Fehlleistungen

Auch der Chefarzt einer organisatortisch nicht selbständigen Klinik ist, wenn er im medizinischen Bereich weisungsfrei ist, hinsichtlich der Haftung für von ihm begangene Behandlungsfehler als verfassungsmäßig berufener Vertreter der das Krankenhaus tragenden Körperschaft zu betrachten

Anmerkung: I. Mit der Frage der deliktischen Haftung einer juristischen Person als Krankenhausträger für einen von ihr beschäftigten Chefarzt, soweit es sich um ärztliche Fehlleistungen handelt, hatte sich der VI. Zivilsenat schon vor 9 Jahren befasst . Damals wurde, in teilweiser Abweichung von der Rechtsprechung früherer Jahre, ausgesprochen, dass jedenfalls der Chefarzt des einzigen Städt.
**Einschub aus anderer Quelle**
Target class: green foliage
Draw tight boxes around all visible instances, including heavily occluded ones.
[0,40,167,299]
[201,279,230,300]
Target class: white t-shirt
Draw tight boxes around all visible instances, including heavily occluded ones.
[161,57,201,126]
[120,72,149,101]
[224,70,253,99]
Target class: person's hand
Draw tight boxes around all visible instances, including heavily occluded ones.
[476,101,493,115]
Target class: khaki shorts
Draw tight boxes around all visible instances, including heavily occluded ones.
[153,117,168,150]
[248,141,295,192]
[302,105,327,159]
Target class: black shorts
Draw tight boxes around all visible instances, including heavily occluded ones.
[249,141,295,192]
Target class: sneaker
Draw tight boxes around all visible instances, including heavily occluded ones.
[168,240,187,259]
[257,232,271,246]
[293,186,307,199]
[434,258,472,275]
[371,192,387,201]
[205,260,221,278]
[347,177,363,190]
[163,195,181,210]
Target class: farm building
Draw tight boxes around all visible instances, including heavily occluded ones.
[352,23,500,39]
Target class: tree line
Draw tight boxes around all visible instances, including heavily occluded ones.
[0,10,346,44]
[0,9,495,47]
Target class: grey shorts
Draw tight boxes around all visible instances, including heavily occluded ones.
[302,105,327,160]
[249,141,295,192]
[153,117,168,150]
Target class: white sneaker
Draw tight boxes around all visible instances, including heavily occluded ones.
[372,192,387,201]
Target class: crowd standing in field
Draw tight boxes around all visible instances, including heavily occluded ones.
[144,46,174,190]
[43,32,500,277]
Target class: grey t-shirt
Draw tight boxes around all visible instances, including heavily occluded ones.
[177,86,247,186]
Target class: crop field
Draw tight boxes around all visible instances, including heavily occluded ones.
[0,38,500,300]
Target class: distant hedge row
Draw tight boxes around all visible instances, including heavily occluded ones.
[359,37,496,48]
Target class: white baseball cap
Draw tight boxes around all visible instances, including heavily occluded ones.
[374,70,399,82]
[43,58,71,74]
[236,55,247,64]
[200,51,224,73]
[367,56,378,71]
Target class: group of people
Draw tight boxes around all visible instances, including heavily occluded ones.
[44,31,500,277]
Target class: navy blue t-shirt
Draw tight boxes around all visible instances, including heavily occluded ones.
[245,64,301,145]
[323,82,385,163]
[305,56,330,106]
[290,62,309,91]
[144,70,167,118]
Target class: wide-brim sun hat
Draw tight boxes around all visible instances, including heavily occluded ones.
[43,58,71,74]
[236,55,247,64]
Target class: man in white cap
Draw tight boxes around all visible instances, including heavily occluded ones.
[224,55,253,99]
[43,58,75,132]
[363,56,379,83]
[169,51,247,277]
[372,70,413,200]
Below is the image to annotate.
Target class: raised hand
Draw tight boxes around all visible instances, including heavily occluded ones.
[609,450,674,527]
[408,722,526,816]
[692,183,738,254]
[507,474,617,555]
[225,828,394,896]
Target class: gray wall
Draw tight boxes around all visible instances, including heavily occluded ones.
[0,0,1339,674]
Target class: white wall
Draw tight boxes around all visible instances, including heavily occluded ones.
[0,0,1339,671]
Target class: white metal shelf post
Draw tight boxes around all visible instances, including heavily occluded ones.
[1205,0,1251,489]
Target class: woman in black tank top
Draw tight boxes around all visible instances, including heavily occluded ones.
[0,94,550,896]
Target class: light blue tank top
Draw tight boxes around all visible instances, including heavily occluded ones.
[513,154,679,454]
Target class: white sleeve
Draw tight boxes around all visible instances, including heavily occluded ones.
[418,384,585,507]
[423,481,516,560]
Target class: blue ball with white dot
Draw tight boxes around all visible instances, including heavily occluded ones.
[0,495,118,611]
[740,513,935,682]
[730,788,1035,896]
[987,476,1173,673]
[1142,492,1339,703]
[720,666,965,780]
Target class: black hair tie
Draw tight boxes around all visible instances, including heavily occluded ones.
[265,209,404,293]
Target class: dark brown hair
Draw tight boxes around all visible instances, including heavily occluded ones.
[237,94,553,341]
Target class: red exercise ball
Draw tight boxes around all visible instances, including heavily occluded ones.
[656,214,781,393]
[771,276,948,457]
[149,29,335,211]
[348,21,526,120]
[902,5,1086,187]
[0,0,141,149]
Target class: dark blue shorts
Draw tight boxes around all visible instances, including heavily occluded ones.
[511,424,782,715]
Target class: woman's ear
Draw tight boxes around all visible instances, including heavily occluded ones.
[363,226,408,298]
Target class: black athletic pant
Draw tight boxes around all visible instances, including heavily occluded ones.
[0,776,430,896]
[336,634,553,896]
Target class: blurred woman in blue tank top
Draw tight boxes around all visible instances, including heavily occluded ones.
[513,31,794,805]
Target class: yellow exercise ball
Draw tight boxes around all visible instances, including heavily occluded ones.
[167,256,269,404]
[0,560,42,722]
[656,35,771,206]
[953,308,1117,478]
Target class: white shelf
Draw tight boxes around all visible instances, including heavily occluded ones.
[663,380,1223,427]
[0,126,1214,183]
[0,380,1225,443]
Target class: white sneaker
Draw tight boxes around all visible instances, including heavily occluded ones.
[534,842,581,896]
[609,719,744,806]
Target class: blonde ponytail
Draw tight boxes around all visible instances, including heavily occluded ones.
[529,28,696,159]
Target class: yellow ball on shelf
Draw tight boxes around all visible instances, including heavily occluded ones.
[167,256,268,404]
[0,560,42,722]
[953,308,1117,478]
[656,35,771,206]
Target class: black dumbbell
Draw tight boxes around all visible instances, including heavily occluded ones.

Krankenhauses, für den eine ärztliche Oberinstanz schon an sich nicht denkbar ist, haftungsrechtlich wie ein verfassungsgemäß bestellter Vertreter behandelt werden muss, so dass es auf den bezüglich eines Chefarztes meist aussichtsreichen Entlastungsbeweis nicht ankommt.

Die vorliegende Entscheidung dehnt diesen Grundsatz in bewusster Aufgabe der älteren Rechtsprechung auch auf den Chefarzt einer organisatorisch nicht selbständigen Klinik aus, wenn und soweit er bei seinem ärztlichen Tun völlig weisungsfrei ist. Ob dies auch im gegebenen Falle zutraf, konnte das Urteil deshalb dahinstellen, weil angesichts der besonderen Umstände auch von einem genügenden Entlastungsbeweis nicht ausgegangen werden konnte.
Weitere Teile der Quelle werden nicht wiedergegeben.